Import Libraries

In [15]:
import requests
import re
from bs4 import BeautifulSoup
import json
import shutil
import gzip
import os
import wget
import tarfile
import numpy as np
import pandas as pd
from pandasql import sqldf
from time_converter import Time
import time
import datetime as dt
import seaborn as sns
import matplotlib.pyplot as plt
sns.set(style="whitegrid")

We will be looking at the data quality of the receipts dataset

In [13]:
def cleanIdCpg(id_data, column=None):
    # create the dictionary into a list to only get the values
    id_list = list(id_data[f'{column}'].to_dict().values())
    cleanedList = []
    for i in range(len(id_list)):
        parsed_name = id_list[i]
        # remove commas colons and split at quotations
        parsed_names = re.findall("'([^']*)'", id_list[i])
        # these were reoccuring strings that i saw
        cleanedList.append(parsed_names[-1])

    return cleanedList

In [11]:
def cleanDateLog(id_data, column=None):
    id_list = list(id_data[f'{column}'].to_dict().values())
    times_list = []
    dates_list = []
    for i in range(len(id_list)):
        try: 
            
            date_parsed = id_list[i].replace('}', "").split(':')[1].replace(" ", "")
            date_converted = Time(int(date_parsed[:10]), 'posix').to('dt')
            format_date = "%m/%d/%Y"
            format_time = "%H:%M:%S"
            formated_date = date_converted.strftime(format_date)
            formated_time = date_converted.strftime(format_time)
            times_list.append(formated_time)
            dates_list.append(formated_date)
        except AttributeError:
            
            date_parsed = str(id_list[i])
            dates_list.append(date_parsed)
            
    return dates_list

In [7]:
def convertDates(df):
    new_df = df.copy()
    col_list = list(new_df.columns)
    dates_col = col_list[3:10]
    dates_col.remove(col_list[8])
#     print(dates_col)
    for dates in dates_col:
        df[f'{dates}'] = cleanDateLog(id_data=df, column=f"{dates}")
        
    return df


In [8]:
def cleanReceipt():
    
    receipt_df = pd.read_csv('csv_files/receipts.csv', index_col = 0)
    receipts_df = convertDates(receipt_df)
    receipts_df['_id'] = cleanIdCpg(receipts_df, column = '_id')
    receipts_df = receipts_df.drop('rewardsReceiptItemList', axis = 1)
    
    return receipts_df

In [18]:
def receiptDf():
    receipt_df = pd.read_csv('csv_files/receipts.csv', index_col = 0)
    receipts_df = convertDates(receipt_df)
    receipts_df['_id'] = cleanIdCpg(receipts_df, column = '_id')
    receipts_df = receipts_df.rename(columns = {'_id':'receipt_id'}, inplace = False)
    date_col = ['createDate','dateScanned','finishedDate','purchaseDate','purchaseDate']
    for col in date_col:
        receipts_df[f'{col}'] = pd.to_datetime(receipts_df[f'{col}'])

#     print(receipt_df)
#     receipts_df.to_csv('clean_data/receipts_dataset.csv')
    
    return receipts_df

## Data Quality for Dataset Receipts
We have a nested dictionary in rewards Receipt Items List
this can slow down data cleaning espescially when the receipt item does not have a 
corresponding id to properly show which users receipt item that was.

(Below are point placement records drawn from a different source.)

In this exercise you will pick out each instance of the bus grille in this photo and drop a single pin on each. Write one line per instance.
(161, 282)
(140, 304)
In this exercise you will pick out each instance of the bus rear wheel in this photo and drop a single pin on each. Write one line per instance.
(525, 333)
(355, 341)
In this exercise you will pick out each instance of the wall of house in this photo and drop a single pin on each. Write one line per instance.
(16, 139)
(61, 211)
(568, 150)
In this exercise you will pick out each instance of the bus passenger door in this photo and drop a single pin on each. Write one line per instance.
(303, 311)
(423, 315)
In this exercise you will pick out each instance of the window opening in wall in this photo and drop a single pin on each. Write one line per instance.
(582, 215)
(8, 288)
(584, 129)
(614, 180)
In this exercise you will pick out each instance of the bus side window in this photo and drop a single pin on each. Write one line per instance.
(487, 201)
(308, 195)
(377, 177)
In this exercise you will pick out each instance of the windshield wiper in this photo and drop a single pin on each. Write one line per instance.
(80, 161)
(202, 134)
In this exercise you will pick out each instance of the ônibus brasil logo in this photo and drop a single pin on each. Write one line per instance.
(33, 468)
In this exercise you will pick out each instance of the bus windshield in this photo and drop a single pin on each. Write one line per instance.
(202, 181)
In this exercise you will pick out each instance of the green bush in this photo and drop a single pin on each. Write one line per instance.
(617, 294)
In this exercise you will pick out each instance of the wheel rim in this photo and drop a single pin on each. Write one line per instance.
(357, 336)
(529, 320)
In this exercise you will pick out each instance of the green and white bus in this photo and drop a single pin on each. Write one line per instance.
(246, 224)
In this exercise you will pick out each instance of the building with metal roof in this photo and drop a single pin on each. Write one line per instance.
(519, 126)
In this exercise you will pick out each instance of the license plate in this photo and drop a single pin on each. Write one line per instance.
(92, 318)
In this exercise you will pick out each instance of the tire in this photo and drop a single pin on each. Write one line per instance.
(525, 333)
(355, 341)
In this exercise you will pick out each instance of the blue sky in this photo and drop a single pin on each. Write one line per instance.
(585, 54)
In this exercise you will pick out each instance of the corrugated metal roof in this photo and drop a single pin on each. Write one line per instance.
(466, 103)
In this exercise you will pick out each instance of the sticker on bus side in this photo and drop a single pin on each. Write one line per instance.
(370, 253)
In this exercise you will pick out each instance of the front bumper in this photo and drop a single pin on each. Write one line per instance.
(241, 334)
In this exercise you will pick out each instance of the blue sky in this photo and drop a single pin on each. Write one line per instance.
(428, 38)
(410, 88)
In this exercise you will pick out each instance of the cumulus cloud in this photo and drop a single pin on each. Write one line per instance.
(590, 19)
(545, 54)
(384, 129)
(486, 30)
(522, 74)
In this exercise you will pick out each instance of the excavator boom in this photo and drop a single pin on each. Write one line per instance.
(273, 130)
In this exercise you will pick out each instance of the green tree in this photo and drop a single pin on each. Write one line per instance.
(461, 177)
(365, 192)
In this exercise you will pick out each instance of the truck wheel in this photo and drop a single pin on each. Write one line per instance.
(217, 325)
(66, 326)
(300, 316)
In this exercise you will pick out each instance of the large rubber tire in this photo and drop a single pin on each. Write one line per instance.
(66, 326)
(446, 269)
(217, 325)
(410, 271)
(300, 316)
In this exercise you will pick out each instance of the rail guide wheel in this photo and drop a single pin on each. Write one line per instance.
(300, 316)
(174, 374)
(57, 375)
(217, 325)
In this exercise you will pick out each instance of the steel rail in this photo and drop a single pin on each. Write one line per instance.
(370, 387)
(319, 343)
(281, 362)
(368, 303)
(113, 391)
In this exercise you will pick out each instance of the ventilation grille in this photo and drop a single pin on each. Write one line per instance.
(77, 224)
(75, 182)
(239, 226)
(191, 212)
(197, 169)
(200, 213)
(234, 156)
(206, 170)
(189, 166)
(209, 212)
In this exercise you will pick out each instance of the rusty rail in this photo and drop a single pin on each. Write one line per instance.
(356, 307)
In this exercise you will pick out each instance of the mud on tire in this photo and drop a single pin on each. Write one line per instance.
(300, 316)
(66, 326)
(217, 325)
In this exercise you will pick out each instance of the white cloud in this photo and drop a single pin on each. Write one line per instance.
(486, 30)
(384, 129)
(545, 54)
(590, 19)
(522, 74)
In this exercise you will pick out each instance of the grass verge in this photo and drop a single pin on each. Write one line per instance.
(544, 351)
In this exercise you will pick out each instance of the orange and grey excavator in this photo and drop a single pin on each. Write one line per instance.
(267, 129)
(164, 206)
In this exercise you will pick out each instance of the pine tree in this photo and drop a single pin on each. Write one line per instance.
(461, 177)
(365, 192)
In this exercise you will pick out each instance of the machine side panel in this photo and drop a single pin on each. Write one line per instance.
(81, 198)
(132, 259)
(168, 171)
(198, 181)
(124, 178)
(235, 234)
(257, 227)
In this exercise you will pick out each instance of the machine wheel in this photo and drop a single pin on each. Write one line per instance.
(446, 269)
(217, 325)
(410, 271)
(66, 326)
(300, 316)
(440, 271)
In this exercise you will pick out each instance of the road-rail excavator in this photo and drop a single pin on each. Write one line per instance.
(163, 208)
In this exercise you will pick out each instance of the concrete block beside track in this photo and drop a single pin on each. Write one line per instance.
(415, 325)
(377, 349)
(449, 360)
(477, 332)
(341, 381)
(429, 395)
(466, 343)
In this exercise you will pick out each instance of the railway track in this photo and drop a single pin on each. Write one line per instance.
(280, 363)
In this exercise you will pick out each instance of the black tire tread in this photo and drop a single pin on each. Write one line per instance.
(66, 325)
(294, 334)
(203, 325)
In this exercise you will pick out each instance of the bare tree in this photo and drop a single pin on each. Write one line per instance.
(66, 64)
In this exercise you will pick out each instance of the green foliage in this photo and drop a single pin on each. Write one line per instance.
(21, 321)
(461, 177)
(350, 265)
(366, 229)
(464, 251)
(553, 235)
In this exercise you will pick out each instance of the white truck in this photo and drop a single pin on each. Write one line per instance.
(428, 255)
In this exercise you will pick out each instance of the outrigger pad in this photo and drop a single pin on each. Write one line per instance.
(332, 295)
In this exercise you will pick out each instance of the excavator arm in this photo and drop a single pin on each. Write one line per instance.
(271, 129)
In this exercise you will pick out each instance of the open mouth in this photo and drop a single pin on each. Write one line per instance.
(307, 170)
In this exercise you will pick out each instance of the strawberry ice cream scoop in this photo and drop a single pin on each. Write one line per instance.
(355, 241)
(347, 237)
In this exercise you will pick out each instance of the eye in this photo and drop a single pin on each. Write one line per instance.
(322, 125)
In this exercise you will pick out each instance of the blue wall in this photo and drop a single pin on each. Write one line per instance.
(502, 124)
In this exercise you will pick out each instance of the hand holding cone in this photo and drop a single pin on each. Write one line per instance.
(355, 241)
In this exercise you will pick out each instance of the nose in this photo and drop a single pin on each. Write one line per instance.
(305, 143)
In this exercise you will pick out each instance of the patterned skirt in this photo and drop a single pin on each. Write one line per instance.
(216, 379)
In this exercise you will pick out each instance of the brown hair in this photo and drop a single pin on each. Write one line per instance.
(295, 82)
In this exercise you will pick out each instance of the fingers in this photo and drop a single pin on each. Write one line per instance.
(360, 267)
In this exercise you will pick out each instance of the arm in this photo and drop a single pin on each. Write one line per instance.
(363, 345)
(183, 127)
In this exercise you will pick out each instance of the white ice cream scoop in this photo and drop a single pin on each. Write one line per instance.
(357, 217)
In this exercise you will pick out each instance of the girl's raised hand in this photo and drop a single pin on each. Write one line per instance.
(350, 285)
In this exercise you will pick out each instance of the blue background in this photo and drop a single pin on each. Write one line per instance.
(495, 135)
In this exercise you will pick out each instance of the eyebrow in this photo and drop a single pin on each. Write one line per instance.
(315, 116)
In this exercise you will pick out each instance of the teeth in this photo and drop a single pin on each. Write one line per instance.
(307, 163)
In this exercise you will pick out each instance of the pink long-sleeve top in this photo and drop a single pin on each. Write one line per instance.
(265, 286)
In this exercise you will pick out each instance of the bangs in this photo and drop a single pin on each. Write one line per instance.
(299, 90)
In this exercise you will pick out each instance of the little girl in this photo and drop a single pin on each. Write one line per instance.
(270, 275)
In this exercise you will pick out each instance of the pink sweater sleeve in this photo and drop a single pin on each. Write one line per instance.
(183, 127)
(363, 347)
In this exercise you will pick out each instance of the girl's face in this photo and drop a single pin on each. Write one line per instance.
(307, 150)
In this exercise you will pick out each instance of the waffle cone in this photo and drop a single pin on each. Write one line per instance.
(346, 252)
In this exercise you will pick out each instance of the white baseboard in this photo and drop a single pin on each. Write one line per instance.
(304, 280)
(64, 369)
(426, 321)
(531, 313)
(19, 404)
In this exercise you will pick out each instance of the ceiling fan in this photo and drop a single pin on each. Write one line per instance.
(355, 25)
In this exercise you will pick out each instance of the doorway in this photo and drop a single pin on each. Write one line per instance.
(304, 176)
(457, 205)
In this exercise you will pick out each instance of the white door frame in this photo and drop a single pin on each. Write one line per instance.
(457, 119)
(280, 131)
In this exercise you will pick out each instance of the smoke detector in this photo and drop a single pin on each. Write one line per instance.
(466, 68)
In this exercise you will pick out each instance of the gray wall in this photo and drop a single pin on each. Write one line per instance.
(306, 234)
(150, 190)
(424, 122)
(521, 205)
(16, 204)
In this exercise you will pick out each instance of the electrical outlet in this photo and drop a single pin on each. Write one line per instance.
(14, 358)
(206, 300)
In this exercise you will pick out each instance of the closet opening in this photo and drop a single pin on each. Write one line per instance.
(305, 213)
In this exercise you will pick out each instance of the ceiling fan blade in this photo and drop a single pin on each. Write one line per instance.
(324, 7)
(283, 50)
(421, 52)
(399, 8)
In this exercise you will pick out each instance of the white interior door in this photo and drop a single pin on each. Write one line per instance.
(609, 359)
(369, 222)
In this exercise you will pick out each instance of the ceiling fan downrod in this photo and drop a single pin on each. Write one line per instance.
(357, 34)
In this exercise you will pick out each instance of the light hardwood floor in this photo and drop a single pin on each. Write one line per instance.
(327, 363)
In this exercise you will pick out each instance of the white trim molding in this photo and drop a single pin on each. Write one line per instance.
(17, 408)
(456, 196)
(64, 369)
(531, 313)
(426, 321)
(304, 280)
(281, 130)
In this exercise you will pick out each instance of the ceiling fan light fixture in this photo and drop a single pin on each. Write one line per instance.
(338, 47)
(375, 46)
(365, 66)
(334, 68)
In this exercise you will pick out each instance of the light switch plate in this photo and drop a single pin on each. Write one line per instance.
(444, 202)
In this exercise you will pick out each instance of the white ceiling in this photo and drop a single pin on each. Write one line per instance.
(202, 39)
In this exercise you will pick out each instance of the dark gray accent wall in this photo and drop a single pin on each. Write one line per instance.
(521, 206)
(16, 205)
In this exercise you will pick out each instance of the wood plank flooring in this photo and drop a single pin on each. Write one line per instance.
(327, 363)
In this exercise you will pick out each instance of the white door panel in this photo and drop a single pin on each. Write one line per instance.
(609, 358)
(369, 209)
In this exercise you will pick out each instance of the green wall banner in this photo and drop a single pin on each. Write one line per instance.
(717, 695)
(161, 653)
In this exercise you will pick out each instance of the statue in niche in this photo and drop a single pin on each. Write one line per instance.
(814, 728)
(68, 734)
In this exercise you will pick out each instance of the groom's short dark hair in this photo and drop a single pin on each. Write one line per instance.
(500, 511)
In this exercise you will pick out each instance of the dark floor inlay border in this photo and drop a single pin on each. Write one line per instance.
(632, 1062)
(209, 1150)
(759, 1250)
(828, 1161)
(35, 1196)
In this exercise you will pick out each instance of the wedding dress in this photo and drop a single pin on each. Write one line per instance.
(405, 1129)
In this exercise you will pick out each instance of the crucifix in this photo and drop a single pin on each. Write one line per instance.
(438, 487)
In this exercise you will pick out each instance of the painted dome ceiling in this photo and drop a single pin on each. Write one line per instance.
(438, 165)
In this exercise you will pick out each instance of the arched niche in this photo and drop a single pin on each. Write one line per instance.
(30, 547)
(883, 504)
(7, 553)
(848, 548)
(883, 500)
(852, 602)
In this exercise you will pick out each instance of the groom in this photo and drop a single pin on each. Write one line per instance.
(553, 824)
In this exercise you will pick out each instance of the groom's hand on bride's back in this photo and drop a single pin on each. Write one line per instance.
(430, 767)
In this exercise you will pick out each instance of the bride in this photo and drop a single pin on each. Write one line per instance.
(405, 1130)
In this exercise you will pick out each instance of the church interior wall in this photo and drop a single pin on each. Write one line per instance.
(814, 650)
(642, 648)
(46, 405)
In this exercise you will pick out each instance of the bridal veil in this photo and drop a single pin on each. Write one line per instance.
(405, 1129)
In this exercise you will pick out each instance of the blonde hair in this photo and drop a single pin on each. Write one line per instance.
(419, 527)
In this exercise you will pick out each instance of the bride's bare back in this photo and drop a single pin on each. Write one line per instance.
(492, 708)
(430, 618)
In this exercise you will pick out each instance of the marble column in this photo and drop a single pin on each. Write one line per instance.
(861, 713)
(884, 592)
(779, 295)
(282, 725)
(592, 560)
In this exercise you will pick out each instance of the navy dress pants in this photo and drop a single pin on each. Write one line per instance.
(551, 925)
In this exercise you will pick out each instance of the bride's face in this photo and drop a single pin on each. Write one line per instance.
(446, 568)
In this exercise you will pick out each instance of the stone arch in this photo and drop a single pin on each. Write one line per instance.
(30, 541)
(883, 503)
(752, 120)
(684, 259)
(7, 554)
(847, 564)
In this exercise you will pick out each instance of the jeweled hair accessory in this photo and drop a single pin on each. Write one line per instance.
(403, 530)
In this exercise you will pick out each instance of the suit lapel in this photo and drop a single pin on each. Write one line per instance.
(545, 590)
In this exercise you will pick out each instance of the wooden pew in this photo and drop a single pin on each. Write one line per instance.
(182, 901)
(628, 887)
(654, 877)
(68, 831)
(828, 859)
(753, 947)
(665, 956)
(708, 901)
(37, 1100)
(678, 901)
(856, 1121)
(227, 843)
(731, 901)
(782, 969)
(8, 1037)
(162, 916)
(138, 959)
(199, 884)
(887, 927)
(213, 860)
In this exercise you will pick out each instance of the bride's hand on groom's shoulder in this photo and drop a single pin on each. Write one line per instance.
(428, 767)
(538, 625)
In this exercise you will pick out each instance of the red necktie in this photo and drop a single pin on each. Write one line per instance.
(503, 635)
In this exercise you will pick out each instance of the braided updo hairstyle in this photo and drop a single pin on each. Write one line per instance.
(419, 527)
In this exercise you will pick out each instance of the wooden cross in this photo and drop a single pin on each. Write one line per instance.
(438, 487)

Purchased Date show NAT could cause an issue if we do want to ever do any time series
analysis on the data . 

With barcode and description not being represented this can cause issues because we would be 
missing out on valuable data that could shift how we move forward with our customers


In [20]:
df = pd.DataFrame(receiptDf())

#### Nested dictionary could be its own dataset 

In [23]:
df.rewardsReceiptItemList

0       [{'barcode': '4011', 'description': 'ITEM NOT ...
1       [{'barcode': '4011', 'description': 'ITEM NOT ...
2       [{'needsFetchReview': False, 'partnerItemId': ...
3       [{'barcode': '4011', 'description': 'ITEM NOT ...
4       [{'barcode': '4011', 'description': 'ITEM NOT ...
                              ...                        
1114    [{'barcode': 'B076FJ92M4', 'description': 'mue...
1115                                                  NaN
1116                                                  NaN
1117    [{'barcode': 'B076FJ92M4', 'description': 'mue...
1118                                                  NaN
Name: rewardsReceiptItemList, Length: 1119, dtype: object

#### NAT items lose on few days of data

In [28]:
df.purchaseDate.isna().value_counts()

False    671
True     448
Name: purchaseDate, dtype: int64

#### Here we can see the this 4011 barcode and description is considered NULL but has final

In [25]:
df.rewardsReceiptItemList[0]

"[{'barcode': '4011', 'description': 'ITEM NOT FOUND', 'finalPrice': '26.00', 'itemPrice': '26.00', 'needsFetchReview': False, 'partnerItemId': '1', 'preventTargetGapPoints': True, 'quantityPurchased': 5, 'userFlaggedBarcode': '4011', 'userFlaggedNewItem': True, 'userFlaggedPrice': '26.00', 'userFlaggedQuantity': 5}]"